6. Exemptions: Certain REs are granted a three-year exemption from these guidelines, including branches of Indian or foreign REs, group entities, entities with less than 10 employees, and foreign universities in IFSCs. However, these REs shall adopt their parent entity’s cyber security and IS policies, with the parent’s CISO acting as a designated officer for the RE. Additionally, the parent entity must be regulated by a financial authority and include the REs within its cyber framework. The designated officer must certify compliance within 90 days at the end of the financial year.

Conclusion

IFSCA’s guidelines on cyber security and resilience aim to safeguard the financial ecosystem of the IFSC by addressing the rising threats in cyberspace.
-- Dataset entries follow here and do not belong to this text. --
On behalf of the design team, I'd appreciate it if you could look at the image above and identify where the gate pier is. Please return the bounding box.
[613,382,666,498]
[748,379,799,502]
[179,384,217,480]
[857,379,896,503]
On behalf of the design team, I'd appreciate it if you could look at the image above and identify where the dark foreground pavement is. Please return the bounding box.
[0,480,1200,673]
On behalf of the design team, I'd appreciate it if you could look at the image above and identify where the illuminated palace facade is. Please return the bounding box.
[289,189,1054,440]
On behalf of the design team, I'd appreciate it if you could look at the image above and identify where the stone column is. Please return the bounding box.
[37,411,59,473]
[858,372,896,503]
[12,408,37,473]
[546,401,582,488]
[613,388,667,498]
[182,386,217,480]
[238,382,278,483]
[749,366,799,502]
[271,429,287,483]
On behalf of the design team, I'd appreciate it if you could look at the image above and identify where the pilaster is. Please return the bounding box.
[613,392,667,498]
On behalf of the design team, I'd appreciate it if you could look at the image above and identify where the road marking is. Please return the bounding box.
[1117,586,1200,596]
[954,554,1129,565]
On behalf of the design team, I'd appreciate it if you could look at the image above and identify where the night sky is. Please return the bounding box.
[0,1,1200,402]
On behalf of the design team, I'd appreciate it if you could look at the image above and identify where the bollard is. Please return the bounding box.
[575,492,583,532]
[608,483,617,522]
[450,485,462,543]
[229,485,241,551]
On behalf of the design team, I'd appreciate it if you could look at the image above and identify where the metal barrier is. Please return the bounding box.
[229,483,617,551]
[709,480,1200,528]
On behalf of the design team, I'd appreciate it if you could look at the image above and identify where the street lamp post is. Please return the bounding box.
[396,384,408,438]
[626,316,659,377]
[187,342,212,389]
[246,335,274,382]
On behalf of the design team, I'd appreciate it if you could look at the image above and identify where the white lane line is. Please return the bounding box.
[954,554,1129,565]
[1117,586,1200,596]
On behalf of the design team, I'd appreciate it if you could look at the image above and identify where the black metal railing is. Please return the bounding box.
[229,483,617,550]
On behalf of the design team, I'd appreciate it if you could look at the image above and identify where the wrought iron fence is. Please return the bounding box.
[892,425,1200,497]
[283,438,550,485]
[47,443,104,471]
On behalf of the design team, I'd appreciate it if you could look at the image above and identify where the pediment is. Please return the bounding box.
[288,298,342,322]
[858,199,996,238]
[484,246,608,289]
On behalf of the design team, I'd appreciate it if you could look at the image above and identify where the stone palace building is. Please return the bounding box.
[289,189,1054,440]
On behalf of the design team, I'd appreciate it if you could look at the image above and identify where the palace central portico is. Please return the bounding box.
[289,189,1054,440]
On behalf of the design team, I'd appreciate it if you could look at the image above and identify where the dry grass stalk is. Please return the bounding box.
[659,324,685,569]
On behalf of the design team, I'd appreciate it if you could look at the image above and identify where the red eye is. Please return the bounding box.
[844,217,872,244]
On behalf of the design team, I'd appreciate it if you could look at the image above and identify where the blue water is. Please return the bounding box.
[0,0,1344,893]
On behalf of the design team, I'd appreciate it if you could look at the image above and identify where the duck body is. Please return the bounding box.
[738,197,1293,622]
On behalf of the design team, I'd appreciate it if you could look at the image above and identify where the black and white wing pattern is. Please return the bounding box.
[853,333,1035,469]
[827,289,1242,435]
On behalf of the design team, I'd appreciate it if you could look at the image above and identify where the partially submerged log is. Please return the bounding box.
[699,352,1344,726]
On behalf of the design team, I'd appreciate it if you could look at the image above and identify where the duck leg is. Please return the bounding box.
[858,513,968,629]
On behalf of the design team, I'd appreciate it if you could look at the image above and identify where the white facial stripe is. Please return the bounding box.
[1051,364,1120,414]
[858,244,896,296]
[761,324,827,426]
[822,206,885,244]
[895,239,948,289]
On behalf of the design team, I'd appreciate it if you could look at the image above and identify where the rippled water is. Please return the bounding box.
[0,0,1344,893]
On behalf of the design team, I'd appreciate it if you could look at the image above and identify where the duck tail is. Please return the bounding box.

These guidelines outline the necessary measures for REs to strengthen their IT systems, protect sensitive data, and ensure business continuity. Key provisions include establishing robust cyber governance, developing comprehensive cyber security frameworks, implementing stringent access controls, conducting regular vulnerability assessments, and ensuring third-party risk management. REs are required to undergo annual audits, with specific procedures for reporting cyber incidents. While certain REs, such as small entities and foreign universities, are granted exemptions, they must still comply with key aspects like adopting their parent entity’s cyber policies. Overall, the guidelines set a clear framework for enhancing the cyber resilience and security of REs, ensuring the stability and credibility of the financial services offered in the IFSC.

End Note

[i] IFSCA-CSD0MSC/13/2025-DCS, dated 10.03.2025.

Authored by Purvi Garg, Advocate at Metalegal Advocates. The views expressed are personal and do not constitute legal opinions.